Example of compiling - Ubuntu 16.04
# Install dependencies
sudo apt install cmake g++ git libboost-all-dev libopenblas-dev opencl-headers ocl-icd-libopencl1 ocl-icd-opencl-dev zlib1g-dev
# Test for OpenCL support & compatibility
sudo apt install clinfo && clinfo
# Clone git repo
git clone https://github.com/glinscott/leela-chess.git
cd leela-chess
git submodule update --init --recursive
mkdir build && cd build
# Configure
cmake ..
# Or configure without GPU support
cmake -DFEATURE_USE_CPU_ONLY=1 ..
# Build and run tests
make
./tests
Compiling Client
See https://github.com/glinscott/leela-chess/tree/master/go/src/client/README.md. This client will produce self-play games and upload them to http://lczero.org. A central server uses these self-play game data as inputs for the training process.
Weights
The weights from the distributed training are downloadable from http://lczero.org/networks. The best one is the top network that has some games played on it.

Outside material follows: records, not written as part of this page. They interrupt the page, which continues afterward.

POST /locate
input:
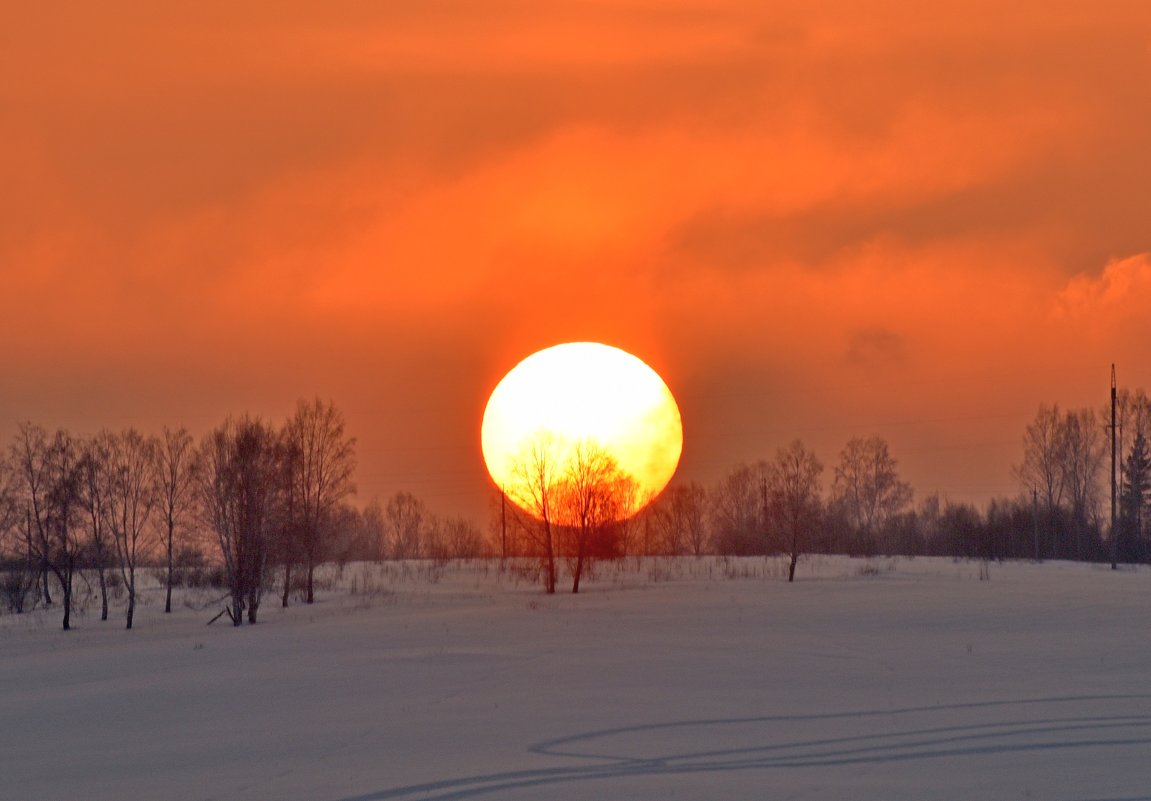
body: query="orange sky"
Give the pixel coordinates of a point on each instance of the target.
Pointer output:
(916, 220)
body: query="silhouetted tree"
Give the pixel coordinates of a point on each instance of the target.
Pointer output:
(93, 500)
(175, 495)
(794, 503)
(1135, 501)
(1062, 465)
(131, 497)
(48, 491)
(534, 488)
(405, 517)
(321, 460)
(679, 520)
(739, 511)
(867, 487)
(592, 495)
(239, 479)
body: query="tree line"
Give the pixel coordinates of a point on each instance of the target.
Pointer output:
(268, 504)
(106, 505)
(789, 505)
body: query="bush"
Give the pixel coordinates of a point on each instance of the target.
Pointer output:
(15, 585)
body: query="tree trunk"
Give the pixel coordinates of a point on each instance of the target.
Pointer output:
(167, 594)
(104, 595)
(283, 601)
(253, 605)
(131, 597)
(549, 581)
(67, 593)
(44, 582)
(579, 565)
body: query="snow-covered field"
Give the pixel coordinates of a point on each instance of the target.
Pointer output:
(664, 679)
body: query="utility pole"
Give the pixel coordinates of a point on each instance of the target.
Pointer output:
(1035, 518)
(503, 524)
(1114, 539)
(767, 544)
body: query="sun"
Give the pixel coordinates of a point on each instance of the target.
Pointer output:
(582, 394)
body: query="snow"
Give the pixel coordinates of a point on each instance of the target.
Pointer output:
(663, 679)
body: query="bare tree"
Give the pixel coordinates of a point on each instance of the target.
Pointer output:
(93, 498)
(593, 494)
(48, 487)
(534, 488)
(131, 498)
(793, 489)
(322, 460)
(1062, 464)
(739, 510)
(175, 495)
(239, 480)
(1042, 471)
(1083, 454)
(20, 573)
(406, 521)
(867, 487)
(679, 517)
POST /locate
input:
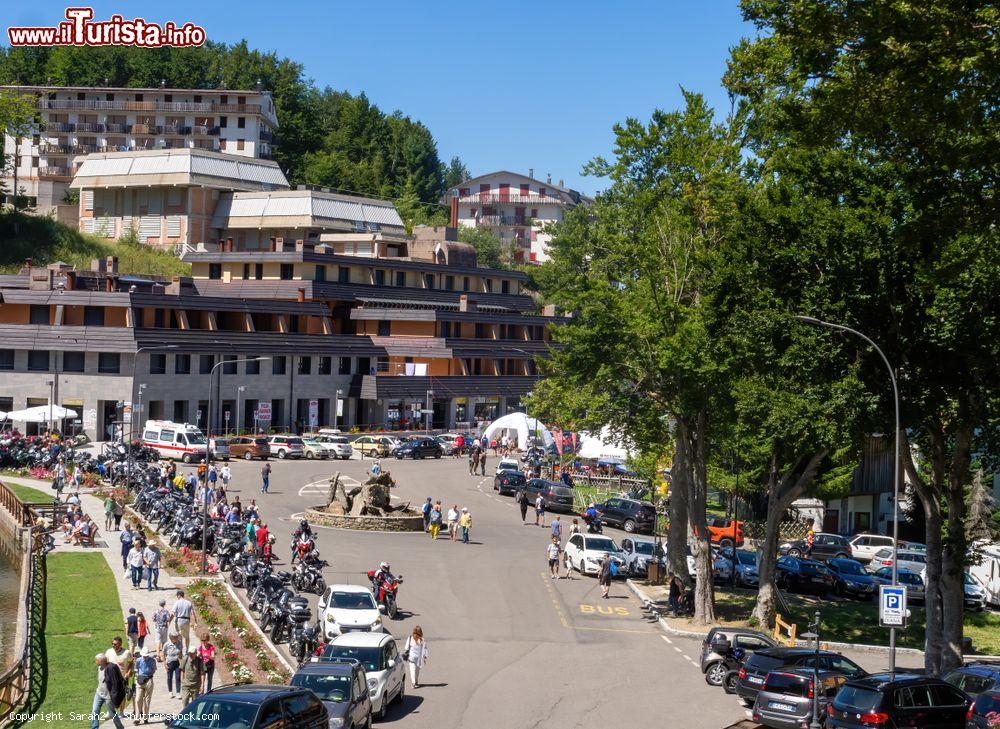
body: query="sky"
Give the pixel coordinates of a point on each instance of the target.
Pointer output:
(503, 85)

Weights that we trained to prove the engine was solid are here https://github.com/glinscott/lczero-weights. The best weights obtained through supervised learning on a human dataset were with elo ratings > 2000.
Training
The training pipeline resides in training/tf
, this requires tensorflow running on linux (Ubuntu 16.04 in this case).
Data preparation
In order to start a training session you first need to download trainingdata from https://training.lczero.org. This data is packed in tar.gz balls each containing 10’000 games or chunks as we call them. Preparing data requires the following steps:
tar -xzf games11160000.tar.gz
ls training.* | parallel gzip {}
This repacks each chunk into a gzipped file ready to be parsed by the training pipeline. Note that the parallel
command uses all your cores and can be installed with apt-get install parallel
.
Training pipeline
Now that the data is in the right format one can configure a training pipeline. This configuration is achieved through a yaml file, see training/tf/configs/example.yaml
:
%YAML 1.2
---
name: 'kb1-64x6' # ideally no spaces
gpu: 0 # gpu id to process on
dataset:
num_chunks: 100000 # newest nof chunks to parse
train_ratio: 0.90 # trainingset ratio
input: '/path/to/chunks/*/draw/' # supports glob
training:
batch_size: 2048 # training batch
total_steps: 140000 # terminate after these steps
shuffle_size: 524288 # size of the shuffle buffer
lr_values: # list of learning rates
- 0.02
- 0.002
- 0.0005
lr_boundaries: # list of boundaries
- 100000
- 130000
policy_loss_weight: 1.0 # weight of policy loss
value_loss_weight: 1.0 # weight of value loss
path: '/path/to/store/networks' # network storage dir
model:
filters: 64
residual_blocks: 6
...
The configuration is pretty self explanatory, if you’re new to training I suggest looking at the machine learning glossary by google. Now you can invoke training with the following command:
./train.py --cfg configs/example.yaml --output /tmp/mymodel.txt
This will initialize the pipeline and start training a new neural network. You can view progress by invoking tensorboard:
tensorboard --logdir leelalogs
If you now point your browser at localhost:6006 you’ll see the trainingprogress as the trainingsteps pass by. Have fun!
Restoring models
The training pipeline will automatically restore from a previous model if it exists in your training:path
as configured by your yaml config. For initializing from a raw weights.txt
file you can use training/tf/net_to_model.py
, this will create a checkpoint for you.
Supervised training
Generating trainingdata from pgn files is currently broken and has low priority, feel free to create a PR.
Other projects
License
The code is released under the GPLv3 or later, except for ThreadPool.h, cl2.hpp and the clblast_level3 subdir, which have specific licenses (compatible with GPLv3) mentioned in those files.